Lembra que os cabo-verdianos em Conacri se agrupavam, que estava envenenado o ambiente da luta. Numa reunião de quadros em que participaram Nino Vieira, Osvaldo Vieira, Chico Té, Vítor Saúde Maria, José Araújo, Pedro Pires, Abílio Duarte, Osvaldo Lopes da Silva, Amílcar Cabral denunciou gente que estava a criar divisão no partido por causa da unidade Guiné-Cabo Verde, uma coisa que, para ele, era sagrada. O mais acusado dos agitadores era Momo Turé, e Cabral tinha procurado mostrar-lhe reconhecimento e agradecimento por ele ter sofrido muito no Tarrafal. É aqui que Onésimo profere uma declaração que está hoje comprovadamente sem fundamento: 

“É através desse mesmo Momo Turé que a PIDE dá o grande golpe de morte ao PAIGC”

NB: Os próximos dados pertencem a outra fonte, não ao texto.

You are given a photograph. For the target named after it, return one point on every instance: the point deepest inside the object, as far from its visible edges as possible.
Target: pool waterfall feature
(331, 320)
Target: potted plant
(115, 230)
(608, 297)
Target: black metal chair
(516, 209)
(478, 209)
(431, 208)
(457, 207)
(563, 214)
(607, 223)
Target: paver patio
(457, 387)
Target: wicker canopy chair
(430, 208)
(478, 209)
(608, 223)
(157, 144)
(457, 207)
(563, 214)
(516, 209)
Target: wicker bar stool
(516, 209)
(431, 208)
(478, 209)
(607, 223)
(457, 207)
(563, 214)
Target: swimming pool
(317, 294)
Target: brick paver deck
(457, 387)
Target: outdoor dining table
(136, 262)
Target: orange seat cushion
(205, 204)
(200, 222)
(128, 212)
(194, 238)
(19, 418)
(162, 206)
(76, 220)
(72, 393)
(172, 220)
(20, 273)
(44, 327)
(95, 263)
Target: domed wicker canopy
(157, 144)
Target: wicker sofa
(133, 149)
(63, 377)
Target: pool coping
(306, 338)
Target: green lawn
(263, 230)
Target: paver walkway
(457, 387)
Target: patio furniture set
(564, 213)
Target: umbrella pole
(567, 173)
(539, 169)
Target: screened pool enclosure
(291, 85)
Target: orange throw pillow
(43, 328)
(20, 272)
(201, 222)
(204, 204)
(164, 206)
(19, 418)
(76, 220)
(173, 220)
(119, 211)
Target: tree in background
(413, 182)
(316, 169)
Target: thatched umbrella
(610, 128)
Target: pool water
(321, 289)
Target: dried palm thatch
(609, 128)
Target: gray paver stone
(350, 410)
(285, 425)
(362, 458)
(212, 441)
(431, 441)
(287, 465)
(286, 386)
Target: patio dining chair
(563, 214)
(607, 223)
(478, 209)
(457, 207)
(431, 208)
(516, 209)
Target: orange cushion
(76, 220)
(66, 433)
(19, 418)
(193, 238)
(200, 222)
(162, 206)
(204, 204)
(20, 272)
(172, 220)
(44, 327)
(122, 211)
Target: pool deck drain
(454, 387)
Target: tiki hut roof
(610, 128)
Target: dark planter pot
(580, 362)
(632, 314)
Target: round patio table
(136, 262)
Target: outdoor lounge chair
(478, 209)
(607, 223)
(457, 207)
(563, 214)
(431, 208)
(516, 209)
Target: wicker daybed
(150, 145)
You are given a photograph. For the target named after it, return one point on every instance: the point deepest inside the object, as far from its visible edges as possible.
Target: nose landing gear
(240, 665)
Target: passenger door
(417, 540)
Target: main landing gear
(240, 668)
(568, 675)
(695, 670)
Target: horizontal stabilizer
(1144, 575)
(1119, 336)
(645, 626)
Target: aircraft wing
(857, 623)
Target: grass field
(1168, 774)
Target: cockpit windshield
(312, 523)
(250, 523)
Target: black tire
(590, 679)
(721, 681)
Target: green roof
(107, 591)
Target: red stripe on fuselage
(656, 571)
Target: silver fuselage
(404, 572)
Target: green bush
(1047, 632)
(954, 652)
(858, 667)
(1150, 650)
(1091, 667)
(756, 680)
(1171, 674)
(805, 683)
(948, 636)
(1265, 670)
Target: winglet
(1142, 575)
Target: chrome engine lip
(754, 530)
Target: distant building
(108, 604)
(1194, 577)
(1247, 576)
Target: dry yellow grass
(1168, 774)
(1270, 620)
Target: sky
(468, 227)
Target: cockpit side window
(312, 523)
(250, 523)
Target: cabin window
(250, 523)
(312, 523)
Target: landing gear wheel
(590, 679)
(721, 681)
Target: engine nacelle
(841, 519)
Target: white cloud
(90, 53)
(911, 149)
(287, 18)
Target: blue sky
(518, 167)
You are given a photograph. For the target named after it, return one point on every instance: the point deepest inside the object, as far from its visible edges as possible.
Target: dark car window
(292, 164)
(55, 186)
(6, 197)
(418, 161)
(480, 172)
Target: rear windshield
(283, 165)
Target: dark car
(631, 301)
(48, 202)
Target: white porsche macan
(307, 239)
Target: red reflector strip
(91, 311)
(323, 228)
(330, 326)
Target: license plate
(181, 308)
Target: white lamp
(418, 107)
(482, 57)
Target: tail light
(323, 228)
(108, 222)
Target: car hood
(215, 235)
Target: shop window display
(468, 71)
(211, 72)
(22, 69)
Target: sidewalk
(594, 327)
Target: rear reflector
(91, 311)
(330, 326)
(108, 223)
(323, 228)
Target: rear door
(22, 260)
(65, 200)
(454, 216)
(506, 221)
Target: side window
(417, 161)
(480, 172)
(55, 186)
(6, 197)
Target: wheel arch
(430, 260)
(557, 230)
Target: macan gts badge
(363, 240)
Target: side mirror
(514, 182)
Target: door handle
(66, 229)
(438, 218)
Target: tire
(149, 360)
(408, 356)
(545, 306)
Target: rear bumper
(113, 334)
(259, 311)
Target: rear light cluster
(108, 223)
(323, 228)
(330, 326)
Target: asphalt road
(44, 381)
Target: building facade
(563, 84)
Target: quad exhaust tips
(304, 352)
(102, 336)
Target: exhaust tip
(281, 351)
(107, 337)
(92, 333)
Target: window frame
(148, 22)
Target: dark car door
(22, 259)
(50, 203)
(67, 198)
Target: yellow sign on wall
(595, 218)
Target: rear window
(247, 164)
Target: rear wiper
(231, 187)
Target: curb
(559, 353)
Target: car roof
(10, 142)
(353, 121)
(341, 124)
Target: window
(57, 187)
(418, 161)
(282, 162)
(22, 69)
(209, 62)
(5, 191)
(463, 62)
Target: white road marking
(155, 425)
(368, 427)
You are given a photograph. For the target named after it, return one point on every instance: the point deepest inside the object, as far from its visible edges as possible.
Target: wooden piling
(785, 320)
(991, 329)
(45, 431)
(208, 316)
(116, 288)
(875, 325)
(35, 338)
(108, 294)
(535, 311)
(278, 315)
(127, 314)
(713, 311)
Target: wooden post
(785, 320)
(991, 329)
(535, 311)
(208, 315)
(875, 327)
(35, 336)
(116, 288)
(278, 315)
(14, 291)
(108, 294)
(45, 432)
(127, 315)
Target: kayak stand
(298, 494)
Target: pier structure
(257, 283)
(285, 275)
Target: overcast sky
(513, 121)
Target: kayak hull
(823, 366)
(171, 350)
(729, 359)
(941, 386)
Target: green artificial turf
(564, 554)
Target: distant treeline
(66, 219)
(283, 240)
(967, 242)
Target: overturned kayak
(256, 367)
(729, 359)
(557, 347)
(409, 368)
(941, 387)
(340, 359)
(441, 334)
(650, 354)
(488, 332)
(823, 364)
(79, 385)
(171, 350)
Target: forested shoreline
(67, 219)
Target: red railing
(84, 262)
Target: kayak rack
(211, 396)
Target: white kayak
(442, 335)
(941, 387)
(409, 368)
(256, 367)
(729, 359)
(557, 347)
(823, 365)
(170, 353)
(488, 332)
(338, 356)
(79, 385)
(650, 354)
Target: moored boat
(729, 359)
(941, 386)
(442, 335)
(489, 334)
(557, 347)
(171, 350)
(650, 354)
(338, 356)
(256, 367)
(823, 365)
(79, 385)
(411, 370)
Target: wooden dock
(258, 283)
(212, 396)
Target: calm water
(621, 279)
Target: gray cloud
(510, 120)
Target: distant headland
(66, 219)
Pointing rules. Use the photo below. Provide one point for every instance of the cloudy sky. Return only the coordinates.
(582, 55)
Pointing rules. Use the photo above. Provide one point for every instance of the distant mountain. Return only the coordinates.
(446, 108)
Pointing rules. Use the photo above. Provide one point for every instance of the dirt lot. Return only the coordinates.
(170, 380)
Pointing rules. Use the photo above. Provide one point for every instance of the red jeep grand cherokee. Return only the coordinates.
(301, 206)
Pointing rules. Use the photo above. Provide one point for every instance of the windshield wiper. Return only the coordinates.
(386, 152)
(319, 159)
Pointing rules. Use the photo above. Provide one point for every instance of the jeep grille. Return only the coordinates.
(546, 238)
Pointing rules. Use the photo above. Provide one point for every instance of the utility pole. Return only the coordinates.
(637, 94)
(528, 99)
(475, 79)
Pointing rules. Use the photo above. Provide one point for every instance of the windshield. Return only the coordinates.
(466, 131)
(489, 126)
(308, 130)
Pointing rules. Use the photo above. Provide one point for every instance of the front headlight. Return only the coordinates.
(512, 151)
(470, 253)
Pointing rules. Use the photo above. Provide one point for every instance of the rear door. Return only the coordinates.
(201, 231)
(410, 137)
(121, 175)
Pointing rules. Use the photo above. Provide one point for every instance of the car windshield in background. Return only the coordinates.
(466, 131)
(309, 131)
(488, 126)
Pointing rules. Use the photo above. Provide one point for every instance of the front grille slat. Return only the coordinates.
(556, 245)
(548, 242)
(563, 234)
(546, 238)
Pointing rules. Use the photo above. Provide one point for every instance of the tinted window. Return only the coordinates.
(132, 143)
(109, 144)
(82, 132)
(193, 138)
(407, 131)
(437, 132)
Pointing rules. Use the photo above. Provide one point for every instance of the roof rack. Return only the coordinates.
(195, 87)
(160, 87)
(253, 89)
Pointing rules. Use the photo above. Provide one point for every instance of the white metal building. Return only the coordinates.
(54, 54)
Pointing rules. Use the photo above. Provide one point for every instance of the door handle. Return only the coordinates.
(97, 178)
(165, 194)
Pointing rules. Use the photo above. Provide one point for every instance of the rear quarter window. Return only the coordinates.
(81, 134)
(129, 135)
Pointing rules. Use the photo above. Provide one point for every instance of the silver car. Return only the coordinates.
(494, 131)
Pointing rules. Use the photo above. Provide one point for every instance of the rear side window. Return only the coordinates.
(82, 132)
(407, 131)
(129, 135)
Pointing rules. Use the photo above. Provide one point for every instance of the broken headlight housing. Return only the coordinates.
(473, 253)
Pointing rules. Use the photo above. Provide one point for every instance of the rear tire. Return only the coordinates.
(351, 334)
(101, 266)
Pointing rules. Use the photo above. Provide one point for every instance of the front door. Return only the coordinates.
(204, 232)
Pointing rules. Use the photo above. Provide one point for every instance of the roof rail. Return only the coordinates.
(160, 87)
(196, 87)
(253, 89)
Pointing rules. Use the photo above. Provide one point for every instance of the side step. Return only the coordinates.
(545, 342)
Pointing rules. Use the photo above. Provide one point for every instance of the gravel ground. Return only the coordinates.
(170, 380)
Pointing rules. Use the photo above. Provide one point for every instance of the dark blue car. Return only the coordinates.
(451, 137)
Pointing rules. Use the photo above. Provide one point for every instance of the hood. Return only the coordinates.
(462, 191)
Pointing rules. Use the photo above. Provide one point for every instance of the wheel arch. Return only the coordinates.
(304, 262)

Decorrente desta denúncia, Momo Turé e João Tomás Cabral foram levados para a prisão, terá sido nesta prisão, conjuntamente com Aristides Barbosa, que se planificou o assassinato de Cabral, diz Onésimo. Observo eu que é uma maneira simplificada de procurar encontrar o móbil e o quadro dos figurantes do assassinato, importa não esquecer que estiveram envolvidas centenas de pessoas e dentro dessas centenas dezenas interferiram diretamente no quadro conspirativo. Aqueles três divisionistas não tinham estatuto para levar tão vasto plano por diante, mas compreende-se que Onésimo ao fazer esta declaração procure encontrar alívio e explicação para uma charada que continua sem resposta plausível, desapareceram pessoas e documentos, agora qualquer um de nós pode dizer o que lhe apetece, sabe-se que a PIDE não interferiu e não há comprovantes de que Sékou Touré também tenha ajudado à festa.

A entrevista ciranda os acontecimentos do assassinato e fala-se de Sékou Touré, Onésimo assiste ao funeral de Cabral, tem lugar uma receção do presidente da Guiné Conacri, ele diz que o PAIGC cometeu erros graves. 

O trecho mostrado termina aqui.